Hope your own trip to Home Depot is for appliances that are fully stocked and priced to move. Rock on.

Wednesday, July 23, 2008

"Did I hit him or just Swift Boat him?"

This very morning on K Steet in DC, Robert Novak hit a pedestrian with his Black Corvette. I know, I know - stop laughing, America. Notice the buried lead in that reportage` - Robert Novak drives a BLACK CORVETTE. He claims to have done so since 1961. Decades before the invention of Viagra. The still-to-be-named victim purportedly had the crosswalk light and still hit the Dark Knight's windshield.
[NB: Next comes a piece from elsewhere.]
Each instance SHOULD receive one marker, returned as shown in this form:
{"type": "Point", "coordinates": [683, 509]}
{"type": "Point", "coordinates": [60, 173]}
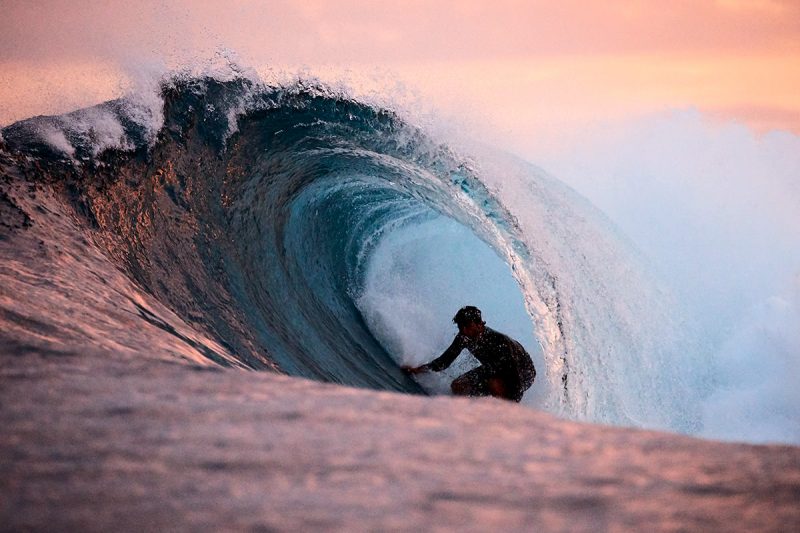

I, for one, blame it on a long history of wanting to drive through a point that everyone else disagreed with.

Dubya gave a fundraiser speech that was surreptiously recorded in which he detailed his intention to relocate to Dallas. Thank Gawd. For years and years, Sarah and I have been debating whether or not we actually hated living there. Now, there is no remaining concession. Dallas sucks.

The Brew Crew took another in Saint Louie last night on late inning heroics by Bill Hall. CC Sabathia takes the mound tonite. As our friend visiting from Cleveland, Goldy, intoned this weekend (I'll paraphrase) - "I'm glad he went to a team I can appreciate." Damn straight, Michael. May your leadership in this national struggle toward finding a Nation to appreciate lead us to the promised land. And by us, it was totally a Brewers comment.

Hope your own Park Cities real estate tours take you through some really fine foreclosure opportunities today. Rock on.

Tuesday, December 18, 2007

R.I.P. - The Crocodile Cafe

http://www.classicrockmagazine.com/resources/classicrock/he%20who.jpg
It's very appropriate that Seattle is suffering through an especially dreary day given the news that the Crocodile Cafe has shut down. For those that joined me in the corner booth in the back bar (you know who you are), glasses are being raised in respect. The place was a glorious dump. Everyone went there. The owner (Stephanie Dorgan) recently divorced what was assuredly the club's cash cow (Peter Buck from R.E.M.). Stories earlier this month chronicled how they were bouncing checks and losing valued employees. It's sad. Really. I remember too many shows there over 5 years in the 90s. I remember seeing Tad passed out in another corner booth. I remember the Lovely Diane flirting constantly with my friend Bob over months and months of inaction. I remember the time I saw some dude blow a guy on the stage just before the exhaltant, impromptu end of a set (the above pictured bassist for "The Dwarves"). Said blowing amounted to my last live show in Seattle before moving to Dallas, Texas where I believe seeing a guy get blown by another guy is still a capital offense. Then I remember seeing The Hold Steady there a year ago after I'd moved back to Seattle, intermingling with the friendliest crowd I can remember since, well, ever becoming a part of a crowd in a music venue. It was as if nothing had changed. But it's now obvious that something changed. I remember the Croc. I'm sure I won't be the only one who can't - or won't - forget.

Hope your own venues are booked for the foreseeable future. Rock on.